Ce qui reste le plus regrettable dans cette union entre l’Afrique et la France reste le fait que nos pays déjà affaiblis sont obligés de s’endetter via ces soi-disant prêts. Il faut savoir que sur les 9 milliards d’euros annuels d’aide publique au développement, environ 300 millions d’euros seulement sont des dons. Or les pays les plus pauvres et ceux du Sahel en particulier n’ont pas les moyens de s’endetter.

Dans les régions où sévissent le terrorisme, la pauvreté à grande échelle, où l’aide publique devrait être beaucoup plus consistante, nous y notons une France grandement dépassée par la volonté de ses pairs comme l’Allemagne qui fait huit fois mieux que le pays de François Hollande.
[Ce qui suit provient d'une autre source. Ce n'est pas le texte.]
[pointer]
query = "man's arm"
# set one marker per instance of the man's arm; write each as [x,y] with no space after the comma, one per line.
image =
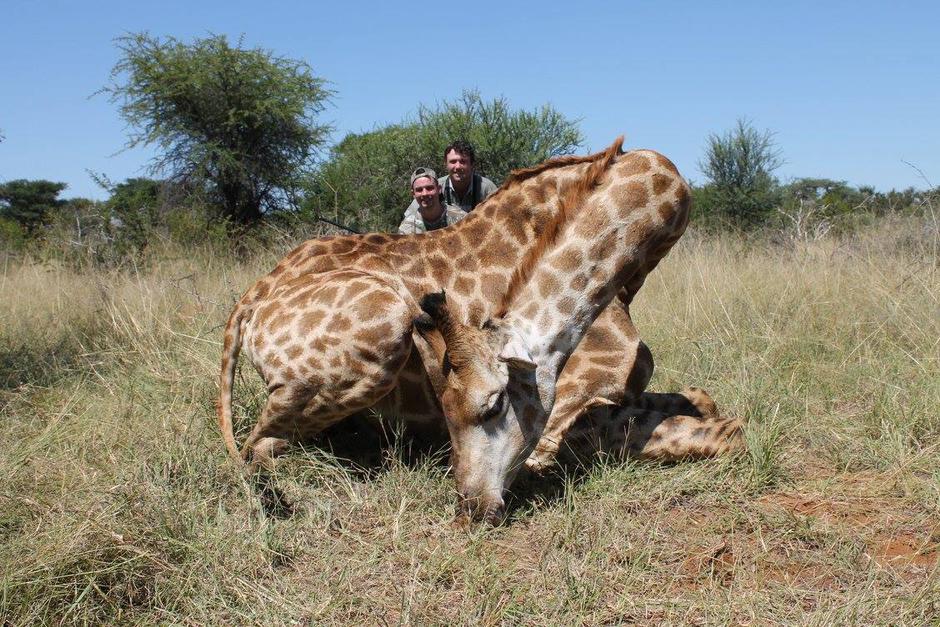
[487,187]
[411,222]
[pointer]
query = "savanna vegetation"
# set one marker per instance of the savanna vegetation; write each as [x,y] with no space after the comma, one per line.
[808,307]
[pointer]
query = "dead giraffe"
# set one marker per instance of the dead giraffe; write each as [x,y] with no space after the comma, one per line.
[612,230]
[660,427]
[321,362]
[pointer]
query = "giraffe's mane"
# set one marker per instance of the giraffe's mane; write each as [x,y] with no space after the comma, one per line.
[572,198]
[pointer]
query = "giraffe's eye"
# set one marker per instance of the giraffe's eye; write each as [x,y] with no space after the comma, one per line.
[497,410]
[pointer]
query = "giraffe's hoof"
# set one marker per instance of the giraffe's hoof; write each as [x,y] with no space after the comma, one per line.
[539,463]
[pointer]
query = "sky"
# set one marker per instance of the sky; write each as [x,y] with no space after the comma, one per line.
[851,90]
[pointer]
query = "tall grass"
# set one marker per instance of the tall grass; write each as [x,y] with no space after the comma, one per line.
[117,503]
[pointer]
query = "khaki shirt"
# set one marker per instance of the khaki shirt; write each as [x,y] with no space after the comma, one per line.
[414,223]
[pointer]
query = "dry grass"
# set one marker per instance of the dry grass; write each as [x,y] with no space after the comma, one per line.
[117,503]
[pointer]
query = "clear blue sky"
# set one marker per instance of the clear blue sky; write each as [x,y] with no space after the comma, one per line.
[851,89]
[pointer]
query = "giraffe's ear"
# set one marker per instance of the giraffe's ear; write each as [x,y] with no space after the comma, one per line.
[515,352]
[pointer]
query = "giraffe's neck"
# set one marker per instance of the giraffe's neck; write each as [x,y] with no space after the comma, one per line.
[605,243]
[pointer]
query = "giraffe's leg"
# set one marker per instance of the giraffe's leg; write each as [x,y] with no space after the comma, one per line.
[328,346]
[610,366]
[681,426]
[662,427]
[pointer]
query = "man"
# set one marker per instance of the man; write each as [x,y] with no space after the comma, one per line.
[428,212]
[462,187]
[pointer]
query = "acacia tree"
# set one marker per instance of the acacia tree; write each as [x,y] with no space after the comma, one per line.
[239,121]
[30,203]
[740,165]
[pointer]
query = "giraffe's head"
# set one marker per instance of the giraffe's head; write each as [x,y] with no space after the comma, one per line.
[488,441]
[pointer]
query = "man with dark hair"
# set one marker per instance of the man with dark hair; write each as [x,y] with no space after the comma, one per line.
[430,212]
[461,187]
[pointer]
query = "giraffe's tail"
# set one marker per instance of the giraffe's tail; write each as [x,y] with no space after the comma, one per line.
[231,346]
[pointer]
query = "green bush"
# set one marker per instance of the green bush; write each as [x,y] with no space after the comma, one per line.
[364,183]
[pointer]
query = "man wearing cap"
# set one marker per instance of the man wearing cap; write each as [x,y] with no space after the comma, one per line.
[462,187]
[428,211]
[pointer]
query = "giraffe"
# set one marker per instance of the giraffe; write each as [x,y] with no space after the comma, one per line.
[501,376]
[304,297]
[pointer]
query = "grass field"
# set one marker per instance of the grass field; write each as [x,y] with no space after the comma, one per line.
[117,503]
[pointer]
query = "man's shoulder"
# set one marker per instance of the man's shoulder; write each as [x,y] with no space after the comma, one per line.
[454,213]
[486,185]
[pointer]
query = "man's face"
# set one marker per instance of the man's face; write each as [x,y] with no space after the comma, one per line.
[425,191]
[459,167]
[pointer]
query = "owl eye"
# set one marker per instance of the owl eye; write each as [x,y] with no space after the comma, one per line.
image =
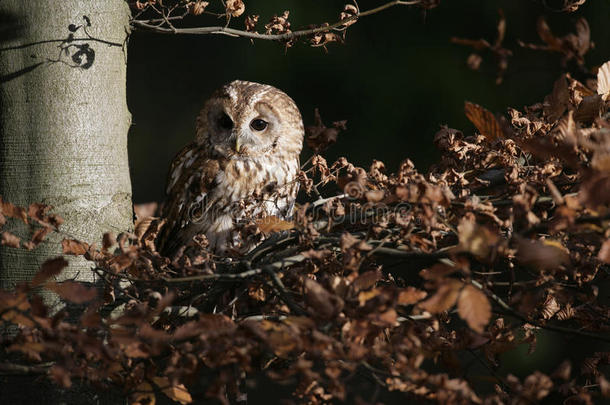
[258,124]
[225,122]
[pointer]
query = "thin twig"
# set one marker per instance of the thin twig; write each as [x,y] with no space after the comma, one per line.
[232,32]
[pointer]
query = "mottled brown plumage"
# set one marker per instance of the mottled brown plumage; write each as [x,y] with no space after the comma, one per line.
[241,166]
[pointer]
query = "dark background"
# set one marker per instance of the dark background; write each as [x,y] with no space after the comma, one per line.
[395,80]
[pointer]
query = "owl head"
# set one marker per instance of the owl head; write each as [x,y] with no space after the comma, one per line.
[243,120]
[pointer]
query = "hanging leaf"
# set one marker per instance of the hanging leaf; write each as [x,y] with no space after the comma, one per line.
[483,120]
[177,393]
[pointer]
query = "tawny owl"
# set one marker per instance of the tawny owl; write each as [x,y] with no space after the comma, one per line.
[242,165]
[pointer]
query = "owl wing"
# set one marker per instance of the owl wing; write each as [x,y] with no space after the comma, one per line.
[191,178]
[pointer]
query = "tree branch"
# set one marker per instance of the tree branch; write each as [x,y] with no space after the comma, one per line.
[232,32]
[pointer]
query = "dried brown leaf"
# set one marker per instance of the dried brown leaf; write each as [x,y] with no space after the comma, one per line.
[474,307]
[272,224]
[444,298]
[324,304]
[483,120]
[177,392]
[603,81]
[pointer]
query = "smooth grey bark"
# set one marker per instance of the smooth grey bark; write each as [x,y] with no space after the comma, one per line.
[63,142]
[64,123]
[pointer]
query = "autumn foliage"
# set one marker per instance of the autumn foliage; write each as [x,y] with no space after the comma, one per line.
[386,284]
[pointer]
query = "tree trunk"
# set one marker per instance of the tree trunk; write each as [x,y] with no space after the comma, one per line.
[64,122]
[63,142]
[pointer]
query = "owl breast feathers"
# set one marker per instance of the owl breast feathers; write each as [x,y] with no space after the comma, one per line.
[242,165]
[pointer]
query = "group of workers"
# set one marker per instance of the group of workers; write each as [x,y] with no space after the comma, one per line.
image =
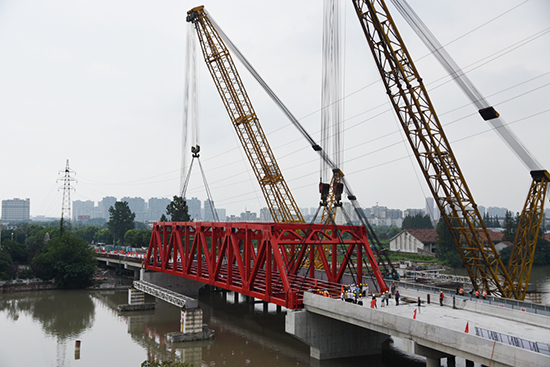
[476,293]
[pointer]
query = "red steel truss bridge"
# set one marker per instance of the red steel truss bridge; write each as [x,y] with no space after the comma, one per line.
[261,260]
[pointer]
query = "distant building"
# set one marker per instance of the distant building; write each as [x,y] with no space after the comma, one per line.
[249,216]
[137,206]
[496,211]
[423,241]
[83,210]
[16,210]
[265,214]
[413,212]
[432,210]
[416,241]
[208,211]
[104,205]
[194,207]
[156,208]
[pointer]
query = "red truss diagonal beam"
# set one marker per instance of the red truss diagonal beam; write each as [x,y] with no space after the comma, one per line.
[261,260]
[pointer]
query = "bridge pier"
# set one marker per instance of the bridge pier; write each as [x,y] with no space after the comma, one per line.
[172,282]
[433,356]
[136,302]
[191,320]
[330,338]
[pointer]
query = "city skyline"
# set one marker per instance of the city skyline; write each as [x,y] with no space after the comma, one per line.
[104,89]
[153,208]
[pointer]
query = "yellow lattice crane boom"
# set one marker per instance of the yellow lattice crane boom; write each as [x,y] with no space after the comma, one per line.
[282,205]
[433,152]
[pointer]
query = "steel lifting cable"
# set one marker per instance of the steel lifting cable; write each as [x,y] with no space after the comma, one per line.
[348,220]
[316,147]
[211,202]
[190,113]
[485,109]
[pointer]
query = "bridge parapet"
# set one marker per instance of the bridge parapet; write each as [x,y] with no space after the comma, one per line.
[440,329]
[166,295]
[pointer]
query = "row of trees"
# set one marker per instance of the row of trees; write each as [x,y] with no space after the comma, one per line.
[54,253]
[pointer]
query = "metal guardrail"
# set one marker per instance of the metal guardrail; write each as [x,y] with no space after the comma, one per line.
[514,340]
[166,294]
[500,302]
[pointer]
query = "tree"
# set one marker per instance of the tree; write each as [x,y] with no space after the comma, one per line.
[17,251]
[121,219]
[418,221]
[178,210]
[138,237]
[103,236]
[6,265]
[67,259]
[86,233]
[445,248]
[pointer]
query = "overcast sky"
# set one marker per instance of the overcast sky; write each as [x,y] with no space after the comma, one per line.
[101,83]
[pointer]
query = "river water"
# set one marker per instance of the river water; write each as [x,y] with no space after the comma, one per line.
[40,329]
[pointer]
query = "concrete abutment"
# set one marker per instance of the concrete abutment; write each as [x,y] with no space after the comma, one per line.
[329,338]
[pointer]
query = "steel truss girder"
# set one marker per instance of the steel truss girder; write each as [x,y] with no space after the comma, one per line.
[260,260]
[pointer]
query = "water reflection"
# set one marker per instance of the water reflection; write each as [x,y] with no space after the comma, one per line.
[61,314]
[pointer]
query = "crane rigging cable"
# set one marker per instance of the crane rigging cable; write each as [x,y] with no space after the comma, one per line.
[484,107]
[191,117]
[331,90]
[350,195]
[190,106]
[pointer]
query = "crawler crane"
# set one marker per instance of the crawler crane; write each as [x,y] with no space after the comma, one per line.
[433,152]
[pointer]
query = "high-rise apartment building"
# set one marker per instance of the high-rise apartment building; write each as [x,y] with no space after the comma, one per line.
[83,210]
[16,210]
[156,208]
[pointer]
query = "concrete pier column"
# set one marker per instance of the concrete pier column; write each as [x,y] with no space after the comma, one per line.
[432,356]
[432,362]
[330,338]
[451,361]
[191,320]
[135,297]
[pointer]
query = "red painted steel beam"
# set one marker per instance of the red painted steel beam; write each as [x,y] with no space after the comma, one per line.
[262,260]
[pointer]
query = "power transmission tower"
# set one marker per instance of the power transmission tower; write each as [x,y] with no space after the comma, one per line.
[66,207]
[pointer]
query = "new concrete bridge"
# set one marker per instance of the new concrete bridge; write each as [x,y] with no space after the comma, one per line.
[336,329]
[497,335]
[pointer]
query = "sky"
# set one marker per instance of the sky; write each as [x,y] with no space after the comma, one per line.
[100,83]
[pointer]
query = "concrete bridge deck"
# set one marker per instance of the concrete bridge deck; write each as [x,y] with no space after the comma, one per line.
[437,331]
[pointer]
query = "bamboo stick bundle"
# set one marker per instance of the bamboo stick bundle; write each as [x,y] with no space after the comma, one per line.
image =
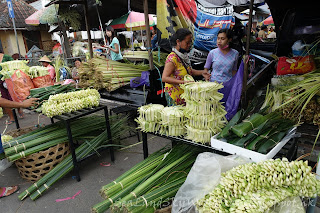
[111,75]
[162,183]
[64,167]
[50,136]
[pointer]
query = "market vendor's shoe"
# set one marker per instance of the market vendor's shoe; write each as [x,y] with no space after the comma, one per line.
[6,191]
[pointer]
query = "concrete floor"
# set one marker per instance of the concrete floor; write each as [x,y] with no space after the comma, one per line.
[93,177]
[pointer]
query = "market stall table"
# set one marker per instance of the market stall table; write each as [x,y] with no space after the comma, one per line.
[289,150]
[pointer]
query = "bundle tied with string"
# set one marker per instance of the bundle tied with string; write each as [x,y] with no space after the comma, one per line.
[205,113]
[149,118]
[111,75]
[173,121]
[19,85]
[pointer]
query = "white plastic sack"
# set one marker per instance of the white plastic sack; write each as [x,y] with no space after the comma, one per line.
[203,177]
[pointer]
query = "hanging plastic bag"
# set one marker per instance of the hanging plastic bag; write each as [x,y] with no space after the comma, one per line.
[140,81]
[203,177]
[232,93]
[42,81]
[19,86]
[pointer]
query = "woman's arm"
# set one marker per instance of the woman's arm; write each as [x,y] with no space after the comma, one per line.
[235,64]
[168,70]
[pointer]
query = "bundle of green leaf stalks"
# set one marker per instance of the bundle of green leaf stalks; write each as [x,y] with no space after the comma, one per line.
[297,97]
[149,183]
[118,128]
[51,135]
[257,132]
[101,73]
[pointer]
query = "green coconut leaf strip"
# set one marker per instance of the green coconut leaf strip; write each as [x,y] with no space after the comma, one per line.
[230,124]
[271,142]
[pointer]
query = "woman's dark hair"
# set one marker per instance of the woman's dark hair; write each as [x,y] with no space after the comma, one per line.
[228,33]
[114,34]
[180,34]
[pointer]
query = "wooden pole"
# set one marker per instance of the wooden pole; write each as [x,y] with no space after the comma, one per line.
[245,73]
[146,17]
[85,6]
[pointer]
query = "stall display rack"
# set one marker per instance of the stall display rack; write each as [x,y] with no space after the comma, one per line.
[288,151]
[67,118]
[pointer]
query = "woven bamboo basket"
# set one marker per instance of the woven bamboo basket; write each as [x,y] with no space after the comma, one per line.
[36,165]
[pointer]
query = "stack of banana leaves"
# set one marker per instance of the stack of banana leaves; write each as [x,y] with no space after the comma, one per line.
[158,58]
[100,73]
[150,183]
[259,132]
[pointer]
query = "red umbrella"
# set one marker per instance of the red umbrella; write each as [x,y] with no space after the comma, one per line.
[268,21]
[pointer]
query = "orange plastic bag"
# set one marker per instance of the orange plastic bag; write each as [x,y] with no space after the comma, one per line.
[42,81]
[19,86]
[295,65]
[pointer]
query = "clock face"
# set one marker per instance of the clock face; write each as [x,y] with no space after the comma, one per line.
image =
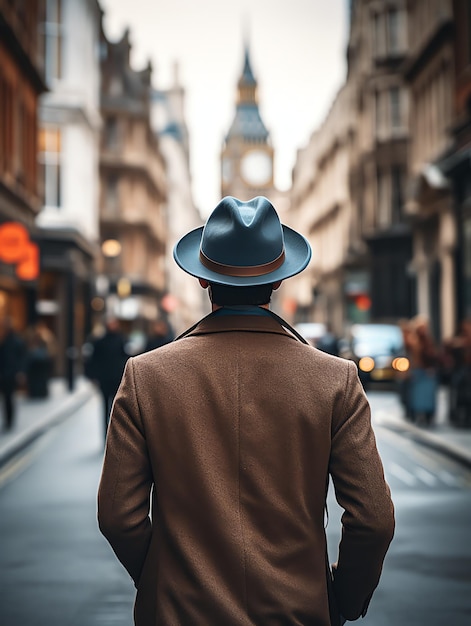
[256,167]
[226,170]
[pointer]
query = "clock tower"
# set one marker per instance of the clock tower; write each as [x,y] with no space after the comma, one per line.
[247,154]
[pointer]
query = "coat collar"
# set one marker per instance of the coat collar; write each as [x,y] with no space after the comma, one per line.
[233,323]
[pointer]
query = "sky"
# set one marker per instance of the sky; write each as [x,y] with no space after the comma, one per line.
[298,55]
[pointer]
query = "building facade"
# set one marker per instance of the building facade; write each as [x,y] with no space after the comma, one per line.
[429,72]
[247,155]
[457,162]
[321,209]
[69,130]
[21,85]
[184,301]
[133,195]
[408,168]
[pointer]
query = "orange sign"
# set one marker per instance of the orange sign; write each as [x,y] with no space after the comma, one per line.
[13,239]
[28,267]
[16,247]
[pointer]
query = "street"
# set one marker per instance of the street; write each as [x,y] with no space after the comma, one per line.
[57,570]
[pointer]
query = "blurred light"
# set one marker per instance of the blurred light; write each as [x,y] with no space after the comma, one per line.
[169,303]
[123,287]
[363,303]
[98,304]
[111,247]
[401,364]
[366,364]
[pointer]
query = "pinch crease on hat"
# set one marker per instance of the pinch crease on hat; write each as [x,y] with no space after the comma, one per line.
[242,244]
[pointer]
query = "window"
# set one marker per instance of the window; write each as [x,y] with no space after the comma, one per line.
[111,133]
[383,208]
[378,113]
[52,38]
[50,164]
[397,178]
[378,39]
[112,194]
[393,32]
[395,107]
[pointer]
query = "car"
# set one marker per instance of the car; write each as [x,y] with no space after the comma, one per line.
[378,350]
[311,331]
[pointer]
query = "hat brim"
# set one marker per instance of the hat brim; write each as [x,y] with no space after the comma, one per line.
[297,257]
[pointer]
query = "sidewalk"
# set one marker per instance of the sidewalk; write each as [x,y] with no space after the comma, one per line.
[387,411]
[36,415]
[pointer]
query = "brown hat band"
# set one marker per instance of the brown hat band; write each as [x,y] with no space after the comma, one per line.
[246,270]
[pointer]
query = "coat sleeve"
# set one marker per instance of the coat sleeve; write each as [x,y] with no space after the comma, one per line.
[126,481]
[361,490]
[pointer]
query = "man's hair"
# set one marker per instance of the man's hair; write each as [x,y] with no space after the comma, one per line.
[224,295]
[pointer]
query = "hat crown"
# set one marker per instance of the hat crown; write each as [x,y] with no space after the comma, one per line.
[243,234]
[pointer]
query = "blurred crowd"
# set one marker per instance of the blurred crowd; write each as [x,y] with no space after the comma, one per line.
[27,360]
[26,363]
[433,364]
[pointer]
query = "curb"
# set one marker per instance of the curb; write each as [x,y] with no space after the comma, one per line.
[25,438]
[430,440]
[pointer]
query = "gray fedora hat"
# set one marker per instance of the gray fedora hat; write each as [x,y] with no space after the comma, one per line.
[243,244]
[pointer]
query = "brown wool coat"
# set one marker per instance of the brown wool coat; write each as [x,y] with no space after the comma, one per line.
[231,433]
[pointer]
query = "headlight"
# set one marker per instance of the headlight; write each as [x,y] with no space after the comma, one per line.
[366,364]
[401,364]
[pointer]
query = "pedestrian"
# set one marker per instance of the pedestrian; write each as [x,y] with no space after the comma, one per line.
[106,363]
[423,371]
[38,363]
[221,445]
[12,368]
[328,342]
[160,334]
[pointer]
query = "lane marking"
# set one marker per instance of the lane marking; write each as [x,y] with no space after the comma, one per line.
[426,476]
[20,462]
[402,474]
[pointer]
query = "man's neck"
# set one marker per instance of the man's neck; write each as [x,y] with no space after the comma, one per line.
[215,307]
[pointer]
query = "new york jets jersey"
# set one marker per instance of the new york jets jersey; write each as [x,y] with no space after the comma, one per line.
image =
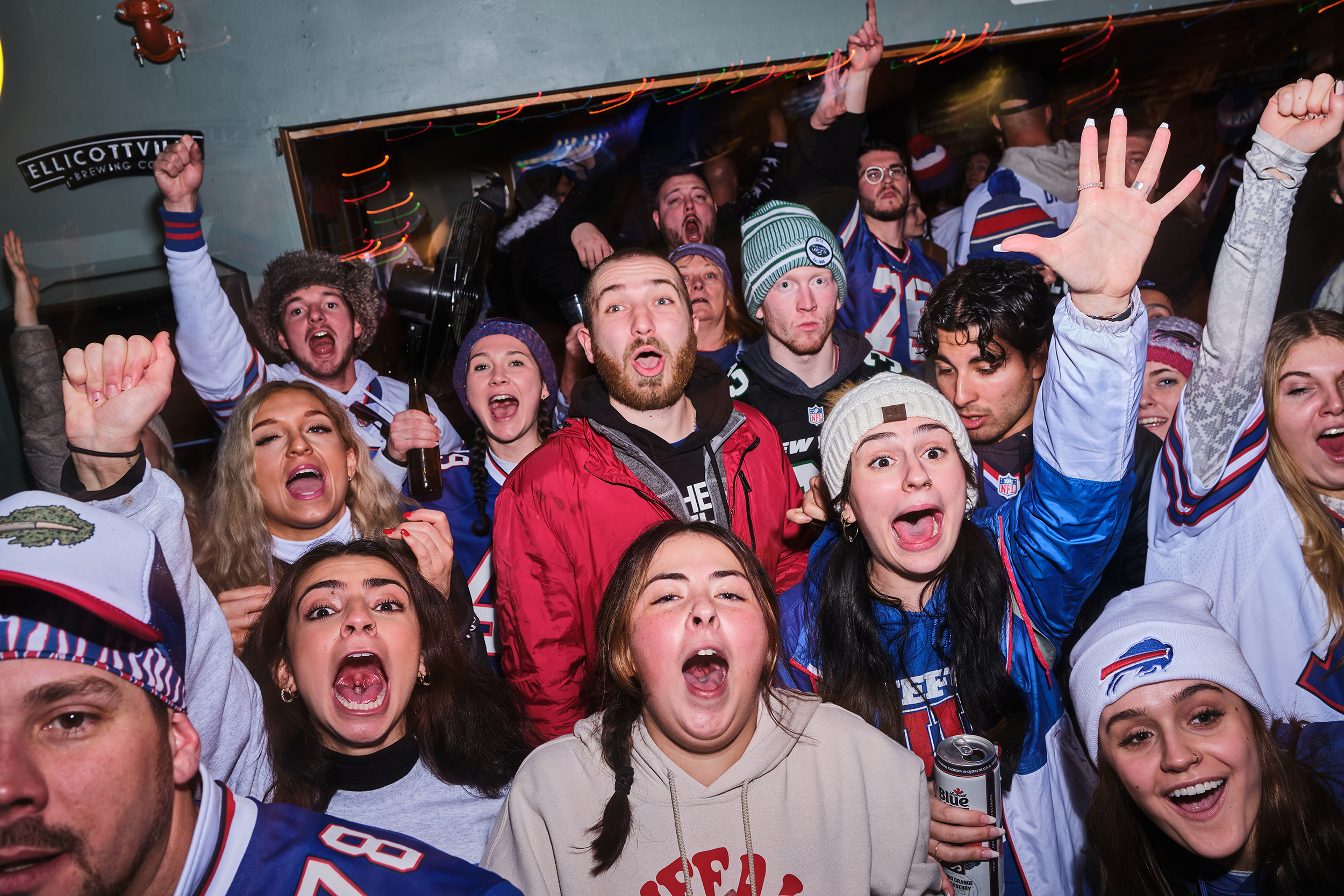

Alors lorsqu’il se targuera d’être le seul à se soucier de l’Afrique, beaucoup d’entre nous les Africains y croiront parce qu’il s’est tristement affiché un peu partout en terre africaine, minant d’aider notre continent. Cette opération de charme est contradictoire avec les réalités des chiffres. Nos dirigeants eux, répondront comme à l’accoutumée à l’appel de la France comme s’ils étaient restés dans la période coloniale.

Nous avons noté sur nos petits papiers le fait qu’au Sénégal par exemple, les entreprises françaises s’accaparent des grands marchés et comme des parasites tuent nos entreprises locales à petit feu. Que nos ponts et routes soient construites par Eiffage et consorts et nos sociétés locales mourront sous nos yeux au moment où des présidents aveuglés par la beauté des mots vont comme sciemment piétiner nos maux.

A chaque fois que se soulèveront des critiques, vous verrez Paris mettre en avant l’effort que représente son engagement militaire dans la région mais il faut noter qu’il n’est que de 0,37 % du PIB contre 0,71 % par exemple pour le Royaume-Uni.

Pour comprendre ce plaidoyer, il faut savoir que les pays dits industrialisés se sont conventionnellement mis d’accord pour porter l’effort d’aide publique au développement à 0,7 % de la richesse nationale.

Sous ce rapport alors, vous comprendrez aisément que cette relation Afrique-France ne tend que vers l’appauvrissement de notre cher continent. Chers dirigeants africains devant être présents au sommet Afrique-France, sachez que ce partenariat tue votre continent, notre continent.